Ponte Morandi, il processo infinito: la sentenza arriverà dopo l’estate del 2026

Genova. Cominciato il 7 luglio 2022, il processo per il crollo del ponte Morandi non vedrà la sentenza di primo grado prima della fine dell’estate del 2026.
Ci vorranno quindi oltre quattro anni per sapere cosa deciderà il collegio composto dai giudici Paolo Lepri, Ferdinando Baldini e Fulvio Polidori, rispetto alle pesantissime richieste dell’accusa (quasi 400 anni di carcere complessivi per 56 imputati).
E soprattutto, questo ormai appare certo, non sarà possibile – come speravano in molti a cominciare dai parenti delle vittime – avere la sentenza prima dell’ottavo anniversario della strage avvenuta il 14 agosto 2018.
La certezza sull’ennesimo allungamento dei tempi del mastodontico processo è arrivata a fine dicembre dopo l’ultima udienza prima della pausa natalizia in cui alle parti è stato consegnato il calendario delle discussioni delle difese.
Se ai pm Walter Cotugno e Marco Airoldi ci sono voluti quattro mesi per completare la loro requisitoria, altrettanto almeno è il tempo che verrà complessivamente utilizzato dai difensori. Le conclusioni degli avvocati sono cominciate il 9 dicembre e termineranno il 2 aprile.
Gli ultimi a parlare – per quattro udienze – saranno gli avvocati di Giovanni Castellucci. Per lui, che già si trova in carcere per scontare la condanna definitiva a 6 anni per la strage del bus di Avellino, i pm genovesi hanno chiesto 18 anni e mezzo di carcere, la pena più alta.
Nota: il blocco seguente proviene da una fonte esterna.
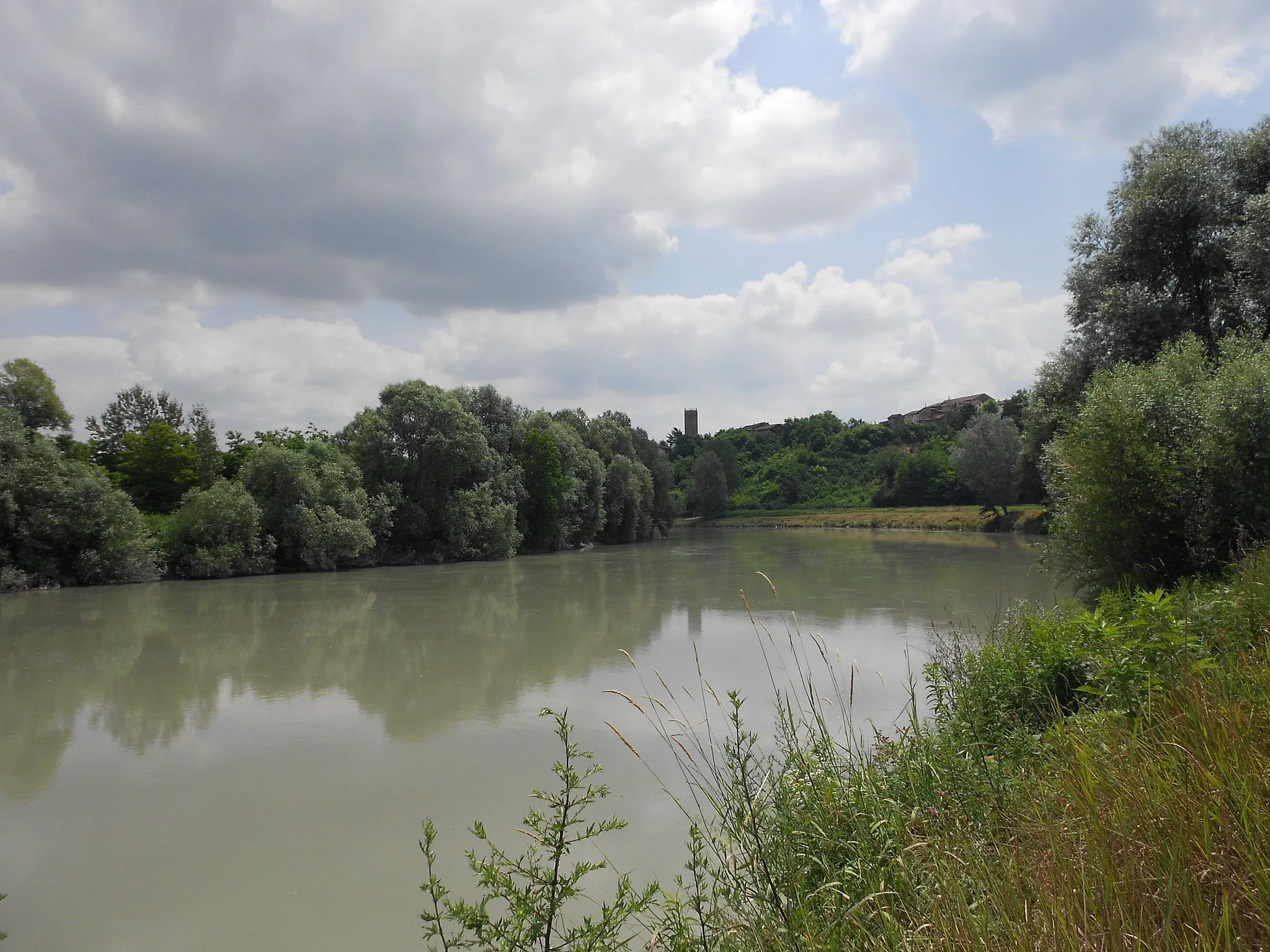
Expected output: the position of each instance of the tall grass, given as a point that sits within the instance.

Dopo che i difensori avranno terminato, ci saranno le repliche dei pm e poi quelle dei difensori. A quel punto i giudici dovranno prendersi per forza del tempo per scrivere la sentenza. Un mese? Di più? Impossibile dirlo oggi con certezza, ma fonti ben informate confermano che la sentenza non potrà arrivare prima dell’estate. A settembre quindi, o magari anche un po’ dopo.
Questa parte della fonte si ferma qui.